Wien (OTS) - Auslöser der Krise waren zuerst die Banken, danach die Griechen. Kein Mensch sprach von Deutschland. Sieben Jahre später ist dies anders. Der "deutsche Hegemon", der seine Rezepte der gesamten EU überstülpen möchte, wird mit wachsender Skepsis betrachtet. Zu Recht.

Vom deutschen Außenhandelsüberschuss in Höhe von 200 Milliarden Euro entfallen 110 Milliarden auf die anderen 27 EU-Länder. Deutschlands Glanz und Gloria innerhalb der EU bezahlen also die anderen Partner, die sich in Brüssel dafür anhören dürfen, dass sie vermutlich zu faul und unfähig seien.

Wenig berechenbar sind die Deutschen auch. Kanzlerin Angela Merkel pochte auf harte EU-Sanktionen gegen Russland, was sie aber nun nicht hindert, Russland als "verlässlichen Partner" zu bezeichnen. Die Hoffnung auf Erdgas aus der eigentlich abgesagten South-Stream-Pipeline ist stärker als europäische Solidarität. Zugleich fördert das reiche Deutschland seine Ökostrom-Betreiber mit 22 Milliarden Euro jährlich und bringt damit die Energiebranche europaweit in die Bredouille.

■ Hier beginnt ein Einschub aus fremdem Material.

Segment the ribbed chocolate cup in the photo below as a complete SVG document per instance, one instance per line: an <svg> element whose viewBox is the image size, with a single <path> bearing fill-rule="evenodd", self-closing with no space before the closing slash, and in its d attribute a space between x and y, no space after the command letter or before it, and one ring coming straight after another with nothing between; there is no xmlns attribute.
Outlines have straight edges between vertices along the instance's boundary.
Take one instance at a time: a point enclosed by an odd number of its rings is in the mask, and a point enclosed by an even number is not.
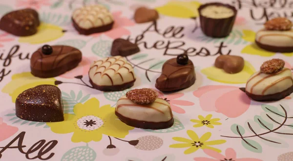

Die Deutschen tun, was ihnen passt - dieser Eindruck entsteht derzeit in den anderen europäischen Hauptstädten. Frankreich und Italien schimpfen schon seit geraumer Zeit. Finanzminister Wolfgang Schäuble antwortet genüsslich, dass sein Land bis 2018 Budgetüberschüsse machen wird - im Gegensatz zu den Kritikern in Paris und Rom. Auch diese verengte Betrachtung ist eine deutsche Erfindung.

Nicht nachgefragt werden dagegen andere Parameter. Deutschlands Infrastruktur (Autobahnen, Stromnetze, Brücken, Schienen) ist in einem stark verbesserungswürdigen Zustand. Beim Glasfaser-Ausbau liegt Deutschland EU-weit auf dem letzten Platz. Und in der Hartz-IV-Landschaft gedeihen zukünftige Pensionisten, die unter der Armutsgrenze leben werden, während in Frankreich die hohe Geburtenrate ein stabileres Pensionssystem ermöglicht.

Deutschlands Politik hat sich auf den öffentlichen Haushalt und die Exportindustrie konzentriert. Das ist - bei allem Respekt vor der wirtschaftlichen Leistung - gesellschaftspolitisch ein bisschen wenig. Gute Autos zu bauen ist kein Konzept. Europa benötigt aber ein politisches Konzept. Daher sollten die Deutschen anfangen, ihre Schwächen zu sehen und zu beheben. Das größte EU-Land bleiben sie ja trotzdem.